O trecho acima, está presente na obra “Vigiar e Punir – o nascimento da prisão”, do filósofo francês Michel Foucault. O livro, publicado em 1975, é uma genealogia da alma e do corpo nos campos político, judicial e científico, especialmente em relação à punição.

Ler Foucault pode ser uma alternativa coerente em um país como o Brasil, onde o sistema prisional não resolve o problema do crime, mas cria ainda mais crime. Mas talvez as ações com foco na ressocialização do indivíduo encarcerado sejam capazes de surtir mais efeito do que o estudo de qualquer filosofia, por mais sofisticada que ela seja.

O Programa Liberdade e Assistência ao Encarcerado (PROLAE), implantado em janeiro de 2017 no Presídio de Ouro Preto (MG), consiste em uma série de ações voltadas aos cidadãos que passam pela privação de liberdade e tem como atividade principal defender e proteger os direitos e interesses do encarcerado, bem como da sociedade visando proporcionar condições harmônicas para reintegrá-lo e evitar a reincidência no crime.

Finalidade

Presidente do PROLAE gestão 2018/2021, o advogado Yuri Borges Assunção, também conhecido como Yuri da Bauxita, explica que “a finalidade do Programa Liberdade e Assistência ao Encarcerado é de recuperar e reintegrar os apenados, priorizando a valorização do homem e sua reinserção na sociedade, objetivando gerar humanização dentro do sistema penitenciário”.  

“Com capacidade para beneficiar 40 reeducandos, 36 homens e 04 mulheres que se encontram no regime semiaberto de cumprimento de pena, fazendo com que diminua cada vez mais a reincidência do crime por meio de uma filosofia de resgate do humano intrínseco ao criminoso”.

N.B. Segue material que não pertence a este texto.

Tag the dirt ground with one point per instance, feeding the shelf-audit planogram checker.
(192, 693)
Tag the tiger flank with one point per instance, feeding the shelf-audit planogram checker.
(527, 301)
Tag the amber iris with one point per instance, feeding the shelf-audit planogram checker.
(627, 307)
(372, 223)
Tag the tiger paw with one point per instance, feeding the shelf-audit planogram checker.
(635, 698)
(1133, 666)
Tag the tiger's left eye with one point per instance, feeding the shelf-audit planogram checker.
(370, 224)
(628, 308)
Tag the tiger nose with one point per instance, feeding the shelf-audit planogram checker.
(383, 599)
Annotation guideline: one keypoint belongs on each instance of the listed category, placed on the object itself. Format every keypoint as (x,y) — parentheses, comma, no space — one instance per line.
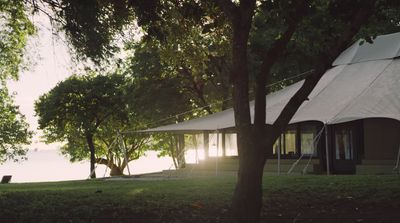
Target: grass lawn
(286,199)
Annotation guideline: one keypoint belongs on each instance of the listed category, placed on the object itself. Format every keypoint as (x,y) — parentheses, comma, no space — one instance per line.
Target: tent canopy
(363,83)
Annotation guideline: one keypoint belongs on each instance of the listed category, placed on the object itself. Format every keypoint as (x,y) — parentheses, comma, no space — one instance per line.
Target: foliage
(15,28)
(14,131)
(305,198)
(79,108)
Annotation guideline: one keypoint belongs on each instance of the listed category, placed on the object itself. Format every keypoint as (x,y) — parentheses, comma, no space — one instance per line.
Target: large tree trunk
(247,199)
(89,140)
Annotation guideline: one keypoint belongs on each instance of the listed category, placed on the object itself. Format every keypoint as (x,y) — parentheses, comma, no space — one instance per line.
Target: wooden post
(327,150)
(279,156)
(216,158)
(206,144)
(223,144)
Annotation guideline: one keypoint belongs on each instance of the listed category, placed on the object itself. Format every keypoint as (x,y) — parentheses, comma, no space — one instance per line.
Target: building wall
(381,139)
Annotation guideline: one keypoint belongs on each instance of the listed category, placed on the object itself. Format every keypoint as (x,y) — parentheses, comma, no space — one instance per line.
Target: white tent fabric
(383,47)
(364,83)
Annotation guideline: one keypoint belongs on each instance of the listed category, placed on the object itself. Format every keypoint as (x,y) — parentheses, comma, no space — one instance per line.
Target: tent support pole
(279,156)
(125,152)
(216,158)
(206,144)
(327,150)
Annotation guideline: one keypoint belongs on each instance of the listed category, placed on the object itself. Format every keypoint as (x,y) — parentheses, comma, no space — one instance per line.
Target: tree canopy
(15,28)
(75,109)
(14,131)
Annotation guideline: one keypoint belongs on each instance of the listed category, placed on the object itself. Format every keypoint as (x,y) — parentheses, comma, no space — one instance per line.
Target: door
(345,146)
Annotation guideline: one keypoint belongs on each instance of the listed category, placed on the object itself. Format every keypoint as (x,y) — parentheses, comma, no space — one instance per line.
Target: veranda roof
(364,83)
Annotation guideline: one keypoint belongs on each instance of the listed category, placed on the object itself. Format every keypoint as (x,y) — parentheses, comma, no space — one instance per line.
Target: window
(286,143)
(344,144)
(307,139)
(298,139)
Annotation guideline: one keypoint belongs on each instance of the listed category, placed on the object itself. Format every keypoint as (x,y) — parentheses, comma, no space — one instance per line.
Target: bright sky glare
(45,163)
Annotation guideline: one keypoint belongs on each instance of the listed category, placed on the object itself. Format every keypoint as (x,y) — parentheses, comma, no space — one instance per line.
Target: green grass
(318,198)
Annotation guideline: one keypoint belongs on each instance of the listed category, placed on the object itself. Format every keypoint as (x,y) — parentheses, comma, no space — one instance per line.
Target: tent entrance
(347,143)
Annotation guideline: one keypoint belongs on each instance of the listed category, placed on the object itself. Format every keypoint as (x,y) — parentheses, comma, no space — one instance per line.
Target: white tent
(363,83)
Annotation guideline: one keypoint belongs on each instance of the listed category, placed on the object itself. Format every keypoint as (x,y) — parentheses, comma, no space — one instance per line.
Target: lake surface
(51,165)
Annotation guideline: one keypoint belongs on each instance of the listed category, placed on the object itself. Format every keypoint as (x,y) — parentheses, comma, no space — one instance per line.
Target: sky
(52,64)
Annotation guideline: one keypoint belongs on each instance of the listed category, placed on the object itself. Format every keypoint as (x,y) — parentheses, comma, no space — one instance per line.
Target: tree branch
(229,8)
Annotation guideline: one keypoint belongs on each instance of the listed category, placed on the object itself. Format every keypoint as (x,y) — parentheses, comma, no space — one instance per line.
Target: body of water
(50,165)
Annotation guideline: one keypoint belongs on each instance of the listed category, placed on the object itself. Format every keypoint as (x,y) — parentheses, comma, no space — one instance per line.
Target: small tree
(13,130)
(76,108)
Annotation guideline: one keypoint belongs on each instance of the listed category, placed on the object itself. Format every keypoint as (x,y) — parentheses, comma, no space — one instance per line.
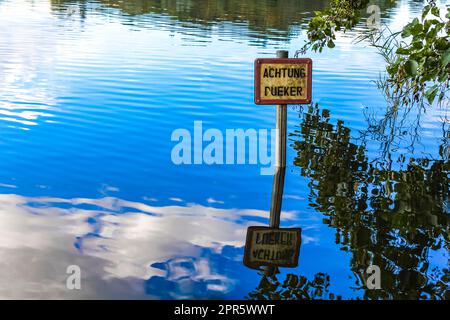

Além disso, como ressaltou o diretor da instituição, são objetivos específicos do PROLAE, dentre outros: Desenvolver ações visando a melhoria da qualidade de vida do encarcerado; propiciar condições mínimas para que ele possa cumprir com seus deveres e obrigações; gerar a humanização da prisão, sem deixar de respaldar a finalidade punitiva da pena; promover o efetivo respeito aos direitos do   preso previstos no artigo 41, Lei n.  7210/84; promover a assistência ao trabalho do Encarcerado; assistir ao Egresso do Encarcerado; promover a assistência material, à saúde, jurídica, educacional, social, religiosa ao Condenado; trabalhar em parceria com entidades públicas, privadas e filantrópicas.

Valorização humana

Em um contexto político social em que o país muitas vezes já assistiu rebeliões fervilharem em todo o seu território, o PROLAE tem como base a valorização humana do indivíduo encarcerado.

Todo o trabalho do PROLAE é dirigido para reformular a autoimagem da   pessoa que errou. “Por meio do trabalho e do estudo, almeja-se a reinserção do recuperando na sociedade. Além disso, é necessário melhorar as condições físicas do alojamento, para que eles mesmos se sintam valorizados”, pontua o advogado.

A valorização humana ao encarcerado é amparada por importantes pilares. Assistência educacional, ao trabalho, ao esporte, material, jurídica, espiritual e à saúde fazem parte deste sistema que hoje, transforma milhares de encarcerados em novos seres humanos.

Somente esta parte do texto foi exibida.